According to two of his relatives Amnesty International spoke with, Luke Symons has been accused of espionage for the British government. However, he has not been formally charged to date. Additionally, Amnesty International examined a release order issued on December 2, 2018, by the Sana’a-based Supreme Political Council of Yemen, the executive body set up by the Huthis, demanding the release of Luke Symons for lack of evidence against him.
According to Luke Symons’ family, he was tortured and otherwise ill-treated during interrogation, in a bid to make him “confess” to being a spy. As a result of beatings in 2018, his arm was broken. More recently, he has also suffered from a stomach problem and was denied access to medical care, despite his repeated requests.
During his last phone call with his family in December 2021, Luke Symons expressed that his detention conditions were having a detrimental impact on his physical and mental health.

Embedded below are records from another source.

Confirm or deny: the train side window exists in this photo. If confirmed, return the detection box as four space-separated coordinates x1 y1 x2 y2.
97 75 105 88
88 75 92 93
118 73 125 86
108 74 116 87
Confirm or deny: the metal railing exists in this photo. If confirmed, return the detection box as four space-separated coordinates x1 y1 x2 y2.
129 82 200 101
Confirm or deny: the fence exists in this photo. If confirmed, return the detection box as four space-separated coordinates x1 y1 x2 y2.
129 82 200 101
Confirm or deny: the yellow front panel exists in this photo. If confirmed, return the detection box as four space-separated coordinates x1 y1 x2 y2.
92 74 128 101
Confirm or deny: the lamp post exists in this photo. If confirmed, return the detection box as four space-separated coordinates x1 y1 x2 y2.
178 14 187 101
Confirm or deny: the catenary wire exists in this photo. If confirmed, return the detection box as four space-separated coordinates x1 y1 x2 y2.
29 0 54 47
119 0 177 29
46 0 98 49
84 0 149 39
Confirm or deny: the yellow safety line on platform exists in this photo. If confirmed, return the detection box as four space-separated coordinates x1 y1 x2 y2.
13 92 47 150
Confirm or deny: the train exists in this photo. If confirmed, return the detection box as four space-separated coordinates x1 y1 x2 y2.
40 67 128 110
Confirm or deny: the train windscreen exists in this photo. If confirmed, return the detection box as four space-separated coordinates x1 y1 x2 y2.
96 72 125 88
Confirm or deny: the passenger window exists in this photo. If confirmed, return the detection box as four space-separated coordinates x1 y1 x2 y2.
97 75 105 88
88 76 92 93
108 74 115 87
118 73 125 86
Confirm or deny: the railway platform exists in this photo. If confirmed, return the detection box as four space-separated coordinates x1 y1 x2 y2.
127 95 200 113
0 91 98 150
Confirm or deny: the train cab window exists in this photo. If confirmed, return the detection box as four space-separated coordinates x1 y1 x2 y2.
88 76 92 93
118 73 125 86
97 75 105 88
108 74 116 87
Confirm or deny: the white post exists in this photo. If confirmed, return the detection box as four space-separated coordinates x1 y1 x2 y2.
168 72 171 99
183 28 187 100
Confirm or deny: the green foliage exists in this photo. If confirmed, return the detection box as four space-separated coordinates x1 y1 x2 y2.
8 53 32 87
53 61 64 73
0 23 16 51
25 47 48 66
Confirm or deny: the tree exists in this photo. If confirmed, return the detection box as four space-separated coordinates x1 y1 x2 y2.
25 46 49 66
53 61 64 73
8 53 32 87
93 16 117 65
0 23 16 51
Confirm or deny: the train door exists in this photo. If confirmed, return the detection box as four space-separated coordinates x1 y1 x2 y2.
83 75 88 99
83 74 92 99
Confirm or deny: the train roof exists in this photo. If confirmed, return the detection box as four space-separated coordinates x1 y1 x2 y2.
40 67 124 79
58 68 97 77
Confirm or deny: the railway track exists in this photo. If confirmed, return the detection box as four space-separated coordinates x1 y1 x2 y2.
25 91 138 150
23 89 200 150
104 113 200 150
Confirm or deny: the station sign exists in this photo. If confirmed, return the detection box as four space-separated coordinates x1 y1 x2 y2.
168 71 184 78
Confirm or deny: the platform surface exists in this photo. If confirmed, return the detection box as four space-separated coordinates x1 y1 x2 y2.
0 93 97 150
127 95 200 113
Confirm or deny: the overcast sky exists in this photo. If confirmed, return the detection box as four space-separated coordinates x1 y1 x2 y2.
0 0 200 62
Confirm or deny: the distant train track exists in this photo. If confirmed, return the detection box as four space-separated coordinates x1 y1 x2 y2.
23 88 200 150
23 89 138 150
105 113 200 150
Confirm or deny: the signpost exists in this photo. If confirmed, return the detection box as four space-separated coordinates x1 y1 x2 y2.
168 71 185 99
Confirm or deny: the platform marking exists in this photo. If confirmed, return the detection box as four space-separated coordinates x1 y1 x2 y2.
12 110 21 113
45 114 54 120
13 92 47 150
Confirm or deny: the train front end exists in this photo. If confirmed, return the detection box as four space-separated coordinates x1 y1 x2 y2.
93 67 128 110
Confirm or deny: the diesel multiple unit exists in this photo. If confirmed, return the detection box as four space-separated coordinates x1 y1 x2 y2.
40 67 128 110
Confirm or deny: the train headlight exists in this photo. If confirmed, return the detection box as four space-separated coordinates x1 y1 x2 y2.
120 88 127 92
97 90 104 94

Also, his wife, who was able to visit him in early January 2022, expressed deep concern about his deteriorating physical and mental health.
He is currently held in solitary confinement in a prison in Sanaa, Yemen. Under International law, solitary confinement is prohibited for pre-trial detainees and can amount to torture for detainees suffering from mental distress.
We urge the Huthi de facto authorities to immediately release Luke Symons, unless he is charged with a recognizable criminal offence. Pending his release, they must ensure he is protected from torture and other ill-treatment and that he has legal representation, regular access to his family, and adequate medical care.